I slowly nod, aliens, monsters, the stories of Homer were all true.

“Okay, so do this for me, imagine that you’re a man in a story book, will you?” I nod again, life was like a chronicle of stories all mashing together until they became intermingled bits, “So you were pulled from your book and re-written in ours. That’s kind of how the elders taught us that it works. It is a pretty apt description if you ask me.”

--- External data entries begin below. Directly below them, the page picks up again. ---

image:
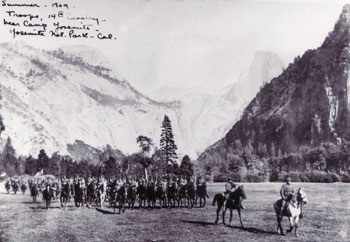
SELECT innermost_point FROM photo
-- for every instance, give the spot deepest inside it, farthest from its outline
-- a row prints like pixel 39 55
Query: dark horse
pixel 191 194
pixel 48 194
pixel 15 187
pixel 202 195
pixel 233 202
pixel 34 191
pixel 91 194
pixel 171 194
pixel 121 195
pixel 131 196
pixel 142 194
pixel 78 194
pixel 65 194
pixel 23 188
pixel 8 186
pixel 293 210
pixel 160 194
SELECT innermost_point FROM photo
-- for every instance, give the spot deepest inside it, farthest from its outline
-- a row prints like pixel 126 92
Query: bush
pixel 327 178
pixel 295 176
pixel 345 178
pixel 321 176
pixel 220 178
pixel 336 177
pixel 273 176
pixel 207 178
pixel 282 176
pixel 304 178
pixel 255 178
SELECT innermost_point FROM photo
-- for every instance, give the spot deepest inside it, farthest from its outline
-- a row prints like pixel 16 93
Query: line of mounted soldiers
pixel 121 193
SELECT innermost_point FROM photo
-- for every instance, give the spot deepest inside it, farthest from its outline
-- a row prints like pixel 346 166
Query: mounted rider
pixel 230 187
pixel 286 192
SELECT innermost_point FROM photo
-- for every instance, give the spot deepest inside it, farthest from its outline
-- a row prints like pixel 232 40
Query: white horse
pixel 293 211
pixel 101 192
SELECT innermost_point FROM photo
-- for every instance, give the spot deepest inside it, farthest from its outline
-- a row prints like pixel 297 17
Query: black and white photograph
pixel 174 120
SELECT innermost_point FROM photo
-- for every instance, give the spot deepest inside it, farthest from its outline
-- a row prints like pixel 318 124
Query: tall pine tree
pixel 167 142
pixel 8 158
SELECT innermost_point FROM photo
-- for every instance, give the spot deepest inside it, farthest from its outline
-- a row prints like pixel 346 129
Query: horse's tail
pixel 215 199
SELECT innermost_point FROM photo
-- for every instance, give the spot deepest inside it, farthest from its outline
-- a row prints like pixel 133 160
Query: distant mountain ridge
pixel 54 100
pixel 306 105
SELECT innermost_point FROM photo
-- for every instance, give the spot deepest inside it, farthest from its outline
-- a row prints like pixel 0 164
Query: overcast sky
pixel 205 43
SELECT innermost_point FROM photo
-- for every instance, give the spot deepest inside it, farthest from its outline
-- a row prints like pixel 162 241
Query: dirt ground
pixel 327 218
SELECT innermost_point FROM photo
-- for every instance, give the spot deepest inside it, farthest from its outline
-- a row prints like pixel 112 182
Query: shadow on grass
pixel 248 229
pixel 254 230
pixel 104 211
pixel 37 208
pixel 203 223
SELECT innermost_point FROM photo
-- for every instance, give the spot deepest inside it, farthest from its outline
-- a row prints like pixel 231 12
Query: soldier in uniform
pixel 230 186
pixel 287 191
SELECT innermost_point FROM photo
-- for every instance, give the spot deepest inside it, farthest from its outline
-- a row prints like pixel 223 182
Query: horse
pixel 23 188
pixel 15 187
pixel 121 195
pixel 202 194
pixel 131 196
pixel 142 194
pixel 48 194
pixel 90 193
pixel 101 193
pixel 151 195
pixel 8 187
pixel 34 191
pixel 160 194
pixel 191 194
pixel 292 210
pixel 233 202
pixel 171 195
pixel 64 194
pixel 78 194
pixel 182 196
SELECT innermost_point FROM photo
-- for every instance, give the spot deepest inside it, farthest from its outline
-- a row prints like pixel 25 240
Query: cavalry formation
pixel 117 193
pixel 125 193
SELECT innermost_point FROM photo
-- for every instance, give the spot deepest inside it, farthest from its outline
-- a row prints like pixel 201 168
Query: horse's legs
pixel 223 215
pixel 279 225
pixel 290 219
pixel 240 217
pixel 217 214
pixel 296 225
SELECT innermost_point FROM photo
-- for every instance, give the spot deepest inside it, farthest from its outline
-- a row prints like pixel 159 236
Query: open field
pixel 327 218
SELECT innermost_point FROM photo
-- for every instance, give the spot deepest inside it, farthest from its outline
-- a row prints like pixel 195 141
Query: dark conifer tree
pixel 167 142
pixel 8 158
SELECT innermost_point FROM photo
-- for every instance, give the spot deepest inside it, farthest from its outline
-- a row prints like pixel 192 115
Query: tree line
pixel 327 162
pixel 149 160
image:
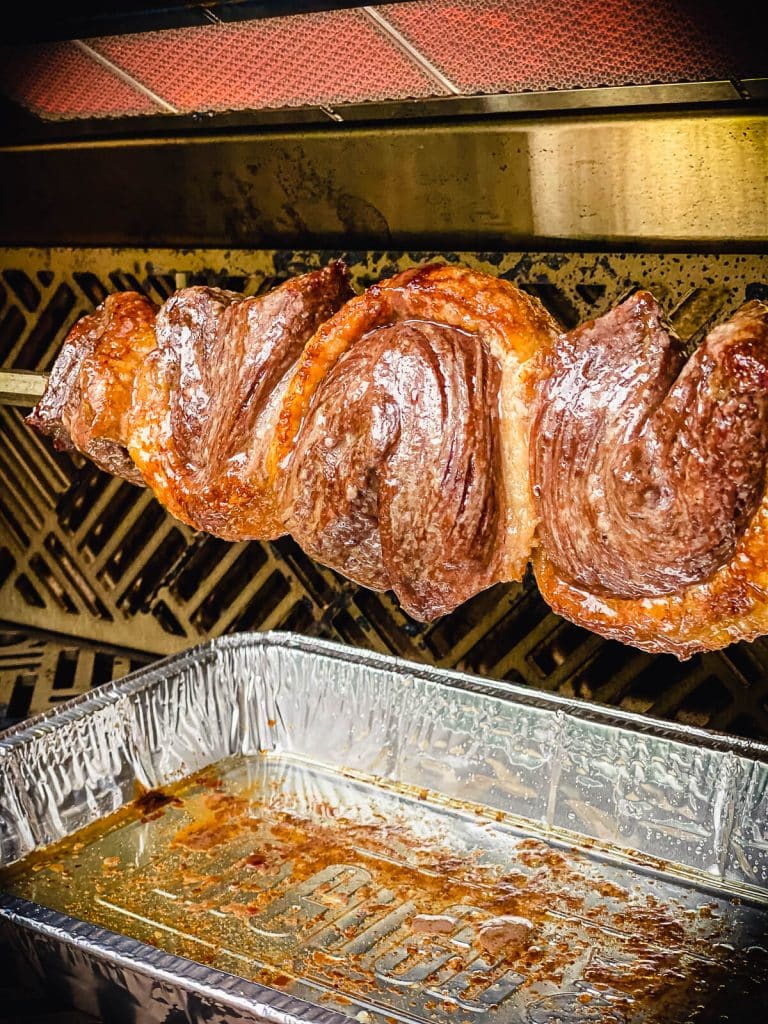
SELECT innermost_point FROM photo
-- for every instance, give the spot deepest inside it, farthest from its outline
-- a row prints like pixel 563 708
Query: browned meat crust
pixel 650 480
pixel 89 390
pixel 206 400
pixel 403 436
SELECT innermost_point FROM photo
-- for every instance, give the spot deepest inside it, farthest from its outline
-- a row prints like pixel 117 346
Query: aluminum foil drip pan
pixel 328 835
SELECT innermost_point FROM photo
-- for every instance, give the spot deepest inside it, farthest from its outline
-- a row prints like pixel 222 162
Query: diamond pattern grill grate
pixel 99 563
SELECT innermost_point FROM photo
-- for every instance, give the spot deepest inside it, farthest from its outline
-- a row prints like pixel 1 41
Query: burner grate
pixel 98 562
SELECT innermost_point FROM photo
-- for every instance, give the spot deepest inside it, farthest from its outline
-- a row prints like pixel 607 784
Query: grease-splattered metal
pixel 98 560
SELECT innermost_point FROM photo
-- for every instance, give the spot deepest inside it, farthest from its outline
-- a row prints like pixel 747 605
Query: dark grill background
pixel 95 579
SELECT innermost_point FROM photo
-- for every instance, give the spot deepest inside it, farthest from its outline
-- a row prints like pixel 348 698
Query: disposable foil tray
pixel 270 827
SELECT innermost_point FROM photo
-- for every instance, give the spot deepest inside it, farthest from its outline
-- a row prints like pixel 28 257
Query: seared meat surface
pixel 89 390
pixel 207 398
pixel 649 475
pixel 437 433
pixel 403 437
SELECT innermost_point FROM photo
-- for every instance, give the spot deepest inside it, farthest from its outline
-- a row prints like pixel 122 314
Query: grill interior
pixel 99 563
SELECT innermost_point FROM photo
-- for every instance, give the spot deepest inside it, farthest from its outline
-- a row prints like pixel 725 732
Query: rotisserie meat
pixel 89 390
pixel 437 433
pixel 206 399
pixel 403 436
pixel 649 479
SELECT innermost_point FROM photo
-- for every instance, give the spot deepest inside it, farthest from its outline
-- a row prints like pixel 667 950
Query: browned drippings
pixel 361 903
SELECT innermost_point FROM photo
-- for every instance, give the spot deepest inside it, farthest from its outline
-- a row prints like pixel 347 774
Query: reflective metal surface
pixel 669 818
pixel 95 559
pixel 656 181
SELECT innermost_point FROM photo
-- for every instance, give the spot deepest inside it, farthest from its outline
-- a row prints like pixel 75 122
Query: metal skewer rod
pixel 22 387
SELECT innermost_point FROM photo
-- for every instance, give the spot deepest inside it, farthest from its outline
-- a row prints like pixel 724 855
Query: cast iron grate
pixel 98 561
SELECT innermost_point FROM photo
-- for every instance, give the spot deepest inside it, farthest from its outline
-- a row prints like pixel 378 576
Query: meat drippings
pixel 647 469
pixel 395 478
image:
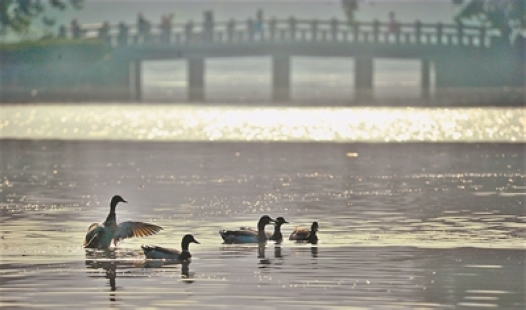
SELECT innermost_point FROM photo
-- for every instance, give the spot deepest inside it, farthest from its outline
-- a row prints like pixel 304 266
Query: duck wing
pixel 93 236
pixel 135 229
pixel 300 233
pixel 157 249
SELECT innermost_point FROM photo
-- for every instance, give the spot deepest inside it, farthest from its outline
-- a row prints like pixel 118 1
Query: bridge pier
pixel 196 72
pixel 363 78
pixel 134 73
pixel 426 78
pixel 281 78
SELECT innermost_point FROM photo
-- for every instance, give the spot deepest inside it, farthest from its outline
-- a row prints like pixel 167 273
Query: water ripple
pixel 229 123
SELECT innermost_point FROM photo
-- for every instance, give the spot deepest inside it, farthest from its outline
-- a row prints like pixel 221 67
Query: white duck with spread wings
pixel 100 236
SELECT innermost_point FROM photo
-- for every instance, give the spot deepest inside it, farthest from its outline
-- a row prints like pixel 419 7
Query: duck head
pixel 187 239
pixel 313 238
pixel 314 227
pixel 115 200
pixel 264 220
pixel 280 221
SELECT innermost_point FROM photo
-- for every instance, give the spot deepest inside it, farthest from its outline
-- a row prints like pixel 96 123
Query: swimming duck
pixel 157 252
pixel 304 234
pixel 246 235
pixel 99 236
pixel 277 236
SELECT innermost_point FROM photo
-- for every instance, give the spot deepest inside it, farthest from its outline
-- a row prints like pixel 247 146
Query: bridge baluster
pixel 314 30
pixel 122 36
pixel 439 33
pixel 189 31
pixel 334 29
pixel 418 32
pixel 272 29
pixel 482 36
pixel 250 29
pixel 230 30
pixel 292 28
pixel 356 32
pixel 376 28
pixel 460 33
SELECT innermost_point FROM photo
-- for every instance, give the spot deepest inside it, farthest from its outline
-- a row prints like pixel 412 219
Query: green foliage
pixel 505 16
pixel 17 15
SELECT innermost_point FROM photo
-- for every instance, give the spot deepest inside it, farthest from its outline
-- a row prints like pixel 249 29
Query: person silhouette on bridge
pixel 143 27
pixel 76 31
pixel 166 28
pixel 393 26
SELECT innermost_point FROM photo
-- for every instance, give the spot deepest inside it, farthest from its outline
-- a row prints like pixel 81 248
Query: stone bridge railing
pixel 289 30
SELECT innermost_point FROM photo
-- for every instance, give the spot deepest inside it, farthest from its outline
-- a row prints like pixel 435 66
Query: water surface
pixel 402 225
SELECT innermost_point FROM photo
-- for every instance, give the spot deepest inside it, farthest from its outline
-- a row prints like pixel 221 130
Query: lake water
pixel 418 208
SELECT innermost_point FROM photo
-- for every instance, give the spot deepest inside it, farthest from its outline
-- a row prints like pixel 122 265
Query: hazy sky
pixel 126 10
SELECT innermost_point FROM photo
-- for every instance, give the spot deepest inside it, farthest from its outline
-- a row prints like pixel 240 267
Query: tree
pixel 16 15
pixel 506 16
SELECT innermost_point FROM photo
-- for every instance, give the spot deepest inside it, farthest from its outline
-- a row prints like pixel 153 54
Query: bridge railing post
pixel 418 32
pixel 376 30
pixel 189 31
pixel 272 28
pixel 482 36
pixel 250 29
pixel 356 32
pixel 208 26
pixel 230 30
pixel 122 35
pixel 314 30
pixel 292 28
pixel 334 29
pixel 460 33
pixel 439 33
pixel 398 32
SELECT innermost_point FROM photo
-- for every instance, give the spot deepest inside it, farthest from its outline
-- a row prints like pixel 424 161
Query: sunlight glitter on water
pixel 229 123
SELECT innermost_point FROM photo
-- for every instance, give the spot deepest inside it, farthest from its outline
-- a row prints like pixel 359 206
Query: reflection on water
pixel 404 225
pixel 228 123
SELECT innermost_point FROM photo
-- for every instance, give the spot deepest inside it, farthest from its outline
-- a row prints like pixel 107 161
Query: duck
pixel 100 236
pixel 247 235
pixel 304 234
pixel 277 236
pixel 157 252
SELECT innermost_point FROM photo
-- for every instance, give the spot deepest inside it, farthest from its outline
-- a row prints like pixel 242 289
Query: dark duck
pixel 183 255
pixel 100 236
pixel 305 234
pixel 247 235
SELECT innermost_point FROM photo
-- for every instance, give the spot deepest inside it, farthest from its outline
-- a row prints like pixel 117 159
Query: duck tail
pixel 222 233
pixel 146 248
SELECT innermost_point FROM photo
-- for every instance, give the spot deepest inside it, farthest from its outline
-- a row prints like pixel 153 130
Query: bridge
pixel 283 39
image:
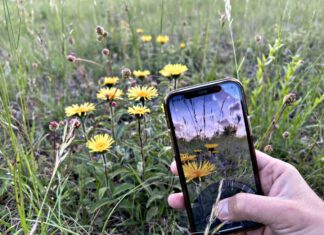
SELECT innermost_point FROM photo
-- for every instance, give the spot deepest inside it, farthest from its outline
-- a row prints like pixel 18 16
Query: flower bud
pixel 126 73
pixel 53 125
pixel 71 58
pixel 290 99
pixel 34 66
pixel 258 38
pixel 99 30
pixel 75 122
pixel 285 135
pixel 105 51
pixel 268 148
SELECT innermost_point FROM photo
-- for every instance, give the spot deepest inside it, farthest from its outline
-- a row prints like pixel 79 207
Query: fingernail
pixel 222 212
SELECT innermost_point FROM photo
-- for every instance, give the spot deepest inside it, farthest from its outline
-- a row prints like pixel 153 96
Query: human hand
pixel 290 206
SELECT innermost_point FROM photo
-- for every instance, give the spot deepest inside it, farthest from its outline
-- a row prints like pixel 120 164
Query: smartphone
pixel 213 149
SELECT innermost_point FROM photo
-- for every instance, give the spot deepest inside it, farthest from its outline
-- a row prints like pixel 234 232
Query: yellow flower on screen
pixel 142 93
pixel 110 81
pixel 100 143
pixel 182 45
pixel 109 94
pixel 173 70
pixel 141 74
pixel 146 38
pixel 193 170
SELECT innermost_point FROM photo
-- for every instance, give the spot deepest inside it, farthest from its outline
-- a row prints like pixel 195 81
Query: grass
pixel 37 83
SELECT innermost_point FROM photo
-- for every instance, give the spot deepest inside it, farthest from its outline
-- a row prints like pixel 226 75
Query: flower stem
pixel 112 120
pixel 174 83
pixel 141 145
pixel 54 144
pixel 88 61
pixel 105 166
pixel 84 130
pixel 267 136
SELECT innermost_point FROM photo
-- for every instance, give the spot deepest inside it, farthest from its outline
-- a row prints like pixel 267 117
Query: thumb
pixel 257 208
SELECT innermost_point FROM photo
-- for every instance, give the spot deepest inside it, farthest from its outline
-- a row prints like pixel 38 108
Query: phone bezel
pixel 175 148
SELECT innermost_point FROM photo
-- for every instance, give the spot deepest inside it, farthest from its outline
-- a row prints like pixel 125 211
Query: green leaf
pixel 153 211
pixel 122 188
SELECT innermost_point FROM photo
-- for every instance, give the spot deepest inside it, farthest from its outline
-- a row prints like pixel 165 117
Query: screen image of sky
pixel 206 116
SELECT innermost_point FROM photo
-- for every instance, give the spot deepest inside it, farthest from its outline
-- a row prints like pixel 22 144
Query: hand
pixel 290 206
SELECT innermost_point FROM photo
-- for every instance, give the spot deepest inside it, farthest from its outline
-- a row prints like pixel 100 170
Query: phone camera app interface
pixel 214 150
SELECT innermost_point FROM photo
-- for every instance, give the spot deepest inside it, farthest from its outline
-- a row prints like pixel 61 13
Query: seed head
pixel 71 58
pixel 100 30
pixel 53 125
pixel 75 122
pixel 285 135
pixel 71 40
pixel 126 73
pixel 268 148
pixel 290 99
pixel 35 66
pixel 258 38
pixel 105 34
pixel 105 51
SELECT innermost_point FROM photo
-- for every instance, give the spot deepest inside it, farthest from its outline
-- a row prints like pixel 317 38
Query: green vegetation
pixel 63 189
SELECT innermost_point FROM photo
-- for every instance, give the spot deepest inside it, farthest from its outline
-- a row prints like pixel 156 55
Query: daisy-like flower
pixel 79 110
pixel 100 143
pixel 109 81
pixel 185 157
pixel 146 38
pixel 162 39
pixel 142 93
pixel 211 147
pixel 109 94
pixel 173 70
pixel 138 111
pixel 141 74
pixel 139 30
pixel 193 170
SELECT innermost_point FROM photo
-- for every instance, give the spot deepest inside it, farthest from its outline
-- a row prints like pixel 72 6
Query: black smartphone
pixel 213 150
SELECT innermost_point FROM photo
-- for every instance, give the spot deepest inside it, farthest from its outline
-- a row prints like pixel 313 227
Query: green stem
pixel 112 120
pixel 106 170
pixel 141 145
pixel 260 144
pixel 174 83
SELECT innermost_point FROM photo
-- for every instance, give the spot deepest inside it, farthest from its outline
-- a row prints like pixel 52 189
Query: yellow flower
pixel 173 70
pixel 192 170
pixel 109 94
pixel 142 93
pixel 146 38
pixel 182 45
pixel 162 39
pixel 100 143
pixel 110 81
pixel 80 110
pixel 138 111
pixel 211 147
pixel 185 157
pixel 139 30
pixel 141 74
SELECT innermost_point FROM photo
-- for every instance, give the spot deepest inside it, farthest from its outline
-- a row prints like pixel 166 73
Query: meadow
pixel 54 54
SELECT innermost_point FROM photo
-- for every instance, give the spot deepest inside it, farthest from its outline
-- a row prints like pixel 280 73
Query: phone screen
pixel 212 141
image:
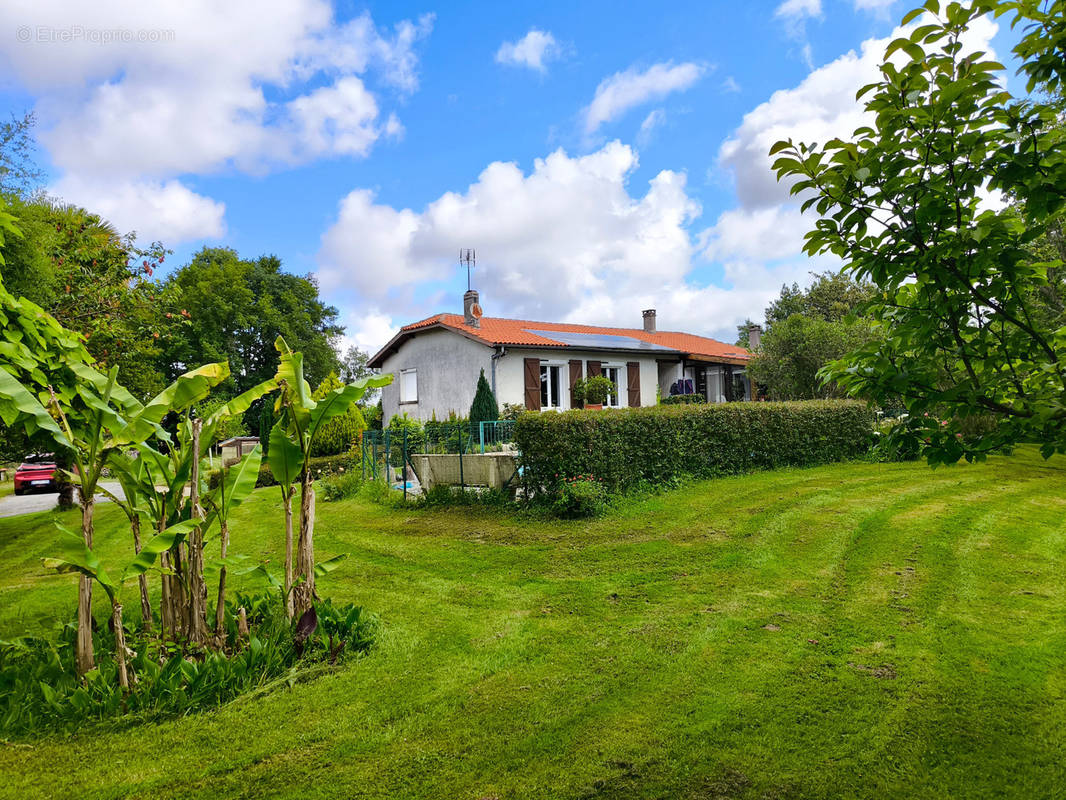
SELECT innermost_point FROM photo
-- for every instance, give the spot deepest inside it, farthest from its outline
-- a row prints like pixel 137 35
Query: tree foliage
pixel 804 331
pixel 902 204
pixel 238 307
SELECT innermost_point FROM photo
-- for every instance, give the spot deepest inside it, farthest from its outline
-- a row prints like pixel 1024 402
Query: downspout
pixel 500 352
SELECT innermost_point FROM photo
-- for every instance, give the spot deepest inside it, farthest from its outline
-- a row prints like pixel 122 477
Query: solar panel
pixel 601 341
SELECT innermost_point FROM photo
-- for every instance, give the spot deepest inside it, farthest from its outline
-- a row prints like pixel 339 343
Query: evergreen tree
pixel 483 409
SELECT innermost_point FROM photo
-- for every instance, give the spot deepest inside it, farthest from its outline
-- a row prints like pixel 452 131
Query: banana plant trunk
pixel 288 549
pixel 116 623
pixel 220 608
pixel 304 591
pixel 143 579
pixel 197 588
pixel 83 655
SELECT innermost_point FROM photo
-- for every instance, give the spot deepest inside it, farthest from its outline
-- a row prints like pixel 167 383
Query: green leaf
pixel 285 456
pixel 18 405
pixel 240 480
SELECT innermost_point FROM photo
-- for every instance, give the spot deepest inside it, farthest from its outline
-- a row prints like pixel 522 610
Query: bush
pixel 321 467
pixel 580 497
pixel 683 400
pixel 340 485
pixel 662 444
pixel 39 689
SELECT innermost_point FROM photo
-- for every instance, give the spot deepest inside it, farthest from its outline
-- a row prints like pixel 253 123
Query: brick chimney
pixel 649 320
pixel 754 336
pixel 471 309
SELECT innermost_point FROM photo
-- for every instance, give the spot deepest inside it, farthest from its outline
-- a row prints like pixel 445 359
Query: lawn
pixel 863 630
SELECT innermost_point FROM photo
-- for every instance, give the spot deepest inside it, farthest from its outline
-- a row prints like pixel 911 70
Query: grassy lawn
pixel 865 630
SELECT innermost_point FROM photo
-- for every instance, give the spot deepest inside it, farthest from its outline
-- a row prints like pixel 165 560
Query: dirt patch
pixel 884 671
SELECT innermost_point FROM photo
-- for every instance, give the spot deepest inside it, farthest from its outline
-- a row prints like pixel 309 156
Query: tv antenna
pixel 468 258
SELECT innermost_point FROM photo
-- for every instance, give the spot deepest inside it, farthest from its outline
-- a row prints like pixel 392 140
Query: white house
pixel 436 363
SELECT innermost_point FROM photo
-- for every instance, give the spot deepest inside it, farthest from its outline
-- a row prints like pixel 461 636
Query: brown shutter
pixel 633 383
pixel 532 383
pixel 575 377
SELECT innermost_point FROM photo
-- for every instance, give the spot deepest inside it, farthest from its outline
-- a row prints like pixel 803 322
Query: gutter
pixel 500 352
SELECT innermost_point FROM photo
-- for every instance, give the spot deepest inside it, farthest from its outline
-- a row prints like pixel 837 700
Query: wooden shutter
pixel 575 377
pixel 532 383
pixel 633 383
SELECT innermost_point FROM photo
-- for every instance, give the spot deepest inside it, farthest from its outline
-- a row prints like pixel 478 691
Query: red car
pixel 36 474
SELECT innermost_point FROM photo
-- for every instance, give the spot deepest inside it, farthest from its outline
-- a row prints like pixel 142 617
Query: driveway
pixel 12 506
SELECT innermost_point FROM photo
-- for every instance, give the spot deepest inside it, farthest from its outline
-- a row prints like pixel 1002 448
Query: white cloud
pixel 652 121
pixel 797 9
pixel 248 84
pixel 877 5
pixel 533 50
pixel 569 240
pixel 761 238
pixel 624 91
pixel 157 210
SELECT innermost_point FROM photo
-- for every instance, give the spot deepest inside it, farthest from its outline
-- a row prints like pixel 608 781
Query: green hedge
pixel 325 465
pixel 661 444
pixel 683 400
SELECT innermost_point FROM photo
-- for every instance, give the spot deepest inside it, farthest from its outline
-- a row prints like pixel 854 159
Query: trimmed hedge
pixel 326 465
pixel 683 400
pixel 661 444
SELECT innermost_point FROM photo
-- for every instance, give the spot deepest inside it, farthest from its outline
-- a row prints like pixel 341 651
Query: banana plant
pixel 131 475
pixel 95 417
pixel 301 419
pixel 238 481
pixel 78 557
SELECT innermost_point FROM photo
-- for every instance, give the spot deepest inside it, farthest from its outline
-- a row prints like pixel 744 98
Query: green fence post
pixel 458 430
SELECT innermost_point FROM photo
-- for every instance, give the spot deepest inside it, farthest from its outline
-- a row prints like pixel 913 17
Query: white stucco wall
pixel 448 366
pixel 511 379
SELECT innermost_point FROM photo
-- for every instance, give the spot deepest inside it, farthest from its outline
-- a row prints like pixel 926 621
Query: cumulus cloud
pixel 533 50
pixel 199 86
pixel 797 9
pixel 763 234
pixel 624 91
pixel 157 210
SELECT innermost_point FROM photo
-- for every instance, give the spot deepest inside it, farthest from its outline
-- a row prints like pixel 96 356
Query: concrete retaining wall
pixel 490 469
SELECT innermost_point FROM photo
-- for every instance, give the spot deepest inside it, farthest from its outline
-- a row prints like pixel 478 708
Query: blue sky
pixel 601 158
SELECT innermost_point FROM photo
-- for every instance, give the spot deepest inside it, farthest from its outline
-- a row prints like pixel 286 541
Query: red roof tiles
pixel 520 333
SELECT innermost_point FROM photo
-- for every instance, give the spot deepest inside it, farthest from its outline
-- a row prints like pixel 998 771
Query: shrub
pixel 661 444
pixel 580 497
pixel 683 400
pixel 340 485
pixel 39 689
pixel 483 408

“So I’m… Dead in my world?” I look down at my calloused hands, confused, fear-ridden, and wishing for a brief instant my life had ended in the sea.

“Nobody knows, ask the God of this world if you get the chance, they call him Omni, but I’m not sure… Hey, hey, don’t cry, it is a new opportunity is all,” she reached for my shoulder but thought twice about making contact with me, based on how skittish I had portrayed myself.

“Is that all the afterlife is? A bunch of stories put together?” I asked her.

“Listen to me, you’re not dead and I’m not some angel telling you that you are, see? No wings. Though, that’d be hella sick, y’know? Anyway, you’re not dead, you just fell in our world instead, don’t worry, I’m sure everything is fine back home for you.” she reassured, she really was a kind ogre-looking thing.

I snuff out the tears that had met with my eyes at the idea of a change of world, “How did I… End up here?”

“I took the chains off, you can come with me now, and the elders will tell you more. I’m afraid I may have told you some things you couldn’t handle, my apologies, human.” She stood up, extended her hand to me and I took it and with ease, she lifted me, a grown man, off the ground.